The meetings between Charles and the mysterious man locked in his basement, alternately brilliant and tense and ultimately deeply disturbing, form the node of the film. Hawkins and Dafoe are playing superbly, the power dynamics move while psychically disentangling begins to use coercive methods to force its captive to reveal that secrets highlighting its motivations for self-induced imprisonment (none of which is very convincing).

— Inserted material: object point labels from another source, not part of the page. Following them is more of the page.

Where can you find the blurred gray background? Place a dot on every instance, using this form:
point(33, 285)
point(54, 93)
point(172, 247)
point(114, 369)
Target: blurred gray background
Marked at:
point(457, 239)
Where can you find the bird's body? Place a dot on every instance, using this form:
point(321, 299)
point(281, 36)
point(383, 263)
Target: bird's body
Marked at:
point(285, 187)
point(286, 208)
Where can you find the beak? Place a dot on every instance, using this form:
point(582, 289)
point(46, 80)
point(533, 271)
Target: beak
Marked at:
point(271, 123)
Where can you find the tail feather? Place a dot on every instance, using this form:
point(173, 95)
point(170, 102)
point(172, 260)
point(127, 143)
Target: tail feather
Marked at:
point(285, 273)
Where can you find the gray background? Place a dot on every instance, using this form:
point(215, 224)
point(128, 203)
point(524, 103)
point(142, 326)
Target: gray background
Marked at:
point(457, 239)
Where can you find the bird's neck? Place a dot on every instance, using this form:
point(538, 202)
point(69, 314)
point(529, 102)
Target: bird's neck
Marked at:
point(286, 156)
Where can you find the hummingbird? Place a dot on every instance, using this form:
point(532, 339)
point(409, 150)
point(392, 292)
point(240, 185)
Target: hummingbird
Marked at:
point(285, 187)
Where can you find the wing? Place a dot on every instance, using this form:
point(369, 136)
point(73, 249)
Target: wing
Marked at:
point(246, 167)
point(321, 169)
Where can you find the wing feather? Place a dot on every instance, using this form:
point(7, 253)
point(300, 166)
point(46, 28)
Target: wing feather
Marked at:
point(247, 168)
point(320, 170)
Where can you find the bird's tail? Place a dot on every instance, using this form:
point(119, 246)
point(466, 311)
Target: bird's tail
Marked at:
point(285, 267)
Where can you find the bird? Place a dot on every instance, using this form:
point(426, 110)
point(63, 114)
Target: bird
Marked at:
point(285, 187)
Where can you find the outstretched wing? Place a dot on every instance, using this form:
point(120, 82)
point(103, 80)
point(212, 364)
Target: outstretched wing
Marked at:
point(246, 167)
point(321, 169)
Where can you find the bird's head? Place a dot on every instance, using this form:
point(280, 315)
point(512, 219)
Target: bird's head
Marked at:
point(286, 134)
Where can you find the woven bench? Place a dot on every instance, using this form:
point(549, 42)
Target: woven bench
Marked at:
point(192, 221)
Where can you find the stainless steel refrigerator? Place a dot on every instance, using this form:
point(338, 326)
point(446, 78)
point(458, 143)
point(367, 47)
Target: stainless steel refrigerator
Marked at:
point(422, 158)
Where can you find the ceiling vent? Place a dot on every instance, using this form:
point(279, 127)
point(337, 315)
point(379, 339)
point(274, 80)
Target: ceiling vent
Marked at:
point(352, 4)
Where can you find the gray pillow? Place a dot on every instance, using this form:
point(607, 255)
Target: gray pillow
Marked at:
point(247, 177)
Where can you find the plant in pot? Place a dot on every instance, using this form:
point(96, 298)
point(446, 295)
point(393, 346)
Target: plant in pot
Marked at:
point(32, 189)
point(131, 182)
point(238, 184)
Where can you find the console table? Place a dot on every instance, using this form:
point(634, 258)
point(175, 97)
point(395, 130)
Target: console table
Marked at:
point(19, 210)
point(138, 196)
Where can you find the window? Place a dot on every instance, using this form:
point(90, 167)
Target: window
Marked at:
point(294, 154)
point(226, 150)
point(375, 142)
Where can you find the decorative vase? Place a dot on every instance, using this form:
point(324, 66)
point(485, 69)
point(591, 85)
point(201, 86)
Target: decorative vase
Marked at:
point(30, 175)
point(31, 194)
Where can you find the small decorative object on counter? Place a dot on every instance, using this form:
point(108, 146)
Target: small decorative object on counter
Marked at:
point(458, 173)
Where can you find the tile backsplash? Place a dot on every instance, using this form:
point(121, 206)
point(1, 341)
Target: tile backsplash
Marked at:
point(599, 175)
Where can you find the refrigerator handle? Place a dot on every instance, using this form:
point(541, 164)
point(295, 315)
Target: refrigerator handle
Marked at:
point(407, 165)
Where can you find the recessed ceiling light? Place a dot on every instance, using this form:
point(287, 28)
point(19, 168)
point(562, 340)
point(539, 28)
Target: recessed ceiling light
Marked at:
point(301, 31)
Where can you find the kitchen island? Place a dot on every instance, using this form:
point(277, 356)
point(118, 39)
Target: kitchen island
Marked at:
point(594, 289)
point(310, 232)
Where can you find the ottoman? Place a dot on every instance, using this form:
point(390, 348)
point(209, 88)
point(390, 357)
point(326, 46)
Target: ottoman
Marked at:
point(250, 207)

The problem is that the allegory scenario does not take place realistically, and it does not fully satisfy in thematic terms. Unlike, let’s say, Leave the world behindwhich contained weight ideas in its apocalyptic scenario focused on the suspense in the same way, Man in the basement proves the dynamics of its history. When it ends with a long quote from The miserable earthyFritz Fanon’s classic psychological study on the dehumanizing effects of colonization, it has long started to look like a thesis in search of a plot.

Nevertheless, the film turns out to be at least somewhat convincing, the Latif director offering enough tension and frightening visuals to maintain committed viewers. Hawkins attracts us everywhere, without fear of making the fragility of Charles Palpable. And Dafoe, an actor who has always excelled in playing figures outside the Kilt, makes us guess on Anniston with a soft voice but Steely, who seems to have the intention of paying not only his sins but those of oppressors in general.